Stefano Marzano in The New Everyday - Views on Ambient Intelligence, shares a visual description of the new physical reality to come in the next ten years. Marzano states, “Ambient Intelligence can, to a degree, be thought of as an enabling and an extension of the Internet. This amorphous, networked technology is already breaking down the barriers of time and space.” He further describes a typical household now void of its black boxes; meaning our contemporary appliances like televisions and computers will soon be obsolete. Instead, our traditional, unintelligent objects will be infused with hidden technologies, thus rendering them “subjects, active and intelligent actors in our environment.” By eliminating more material objects from our physical existence, we will live with less obtrusive junk. Marzano suggests that by embedding technology into the objects we do need, such as chairs, tables, and beds, we still hold onto our cultural values of information, communication, and entertainment.
Content then becomes not specific to form, but to value. Meaning, If the physical reality of tomorrow is an extension of the formless content that makes up the Internet, then the objects of the future will possess a de-formed ambiguity. I propose then, that this will make some weird looking objects. Acknowledging the impact that the virtual world is having on our physical one, I am left to ponder why any further analysis between the distinctions of art, craft and design is relevant. By considering the broader perspective that all three disciplines of making are used to create physical objects, we will have a fuller understanding of the morphing realities of the physical and virtual.
Regardless of the psychological condition of which it was made, the object serves a physical function of defining space. This relationship is the applied experience of understanding the function of physicality. A condition which I believe is slowly slipping from our consciousness due in part by living within two different sensibilities of reality at the same time. By creating a space defined by objects which serve all the functions of art, craft, and design, beyond a physically standardized manner, a new meaning is given to it. Kurt Schitters’ Merzbau installations are examples of how the unlimited sensibilities of the virtual could be made material. Brian O’Doherty states in Inside the White Cube the Ideology of the Gallery Space, that the Merzbau is a combination of design, sculpture, and architecture; nullifying the forms individually, in order to create one symbolic meaning and experience through form and space.

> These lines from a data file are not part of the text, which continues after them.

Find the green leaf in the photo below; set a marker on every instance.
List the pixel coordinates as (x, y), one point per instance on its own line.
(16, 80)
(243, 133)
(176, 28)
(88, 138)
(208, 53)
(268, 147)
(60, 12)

The original Merzbau of the early 1920‘s and 30‘s, was before it’s time. Taking time into consideration, the reconstruction of the Merzbau today could simulate what is psychologically necessary for understanding a virtual environment. As the original installation is made up of discarded construction refuse, materials that were repurposed for the use of their unique shape, not for their structural function, the Merzbau now becomes symbolic in meaning through it’s ambiguous reformalization of material. Like the virtual world, we relate to the Merzbau because it is familiar in some manner, but is not easily quantifiable. It is a hybrid space defined by quasi-recognizable objects and conditions. To reconstruct the Merzbau today would be to produce a sense of order in ones mind of what the virtual world is. It would create an understanding that it is a symbol of what we hold as our deepest possession. Our understanding of place in the physical world.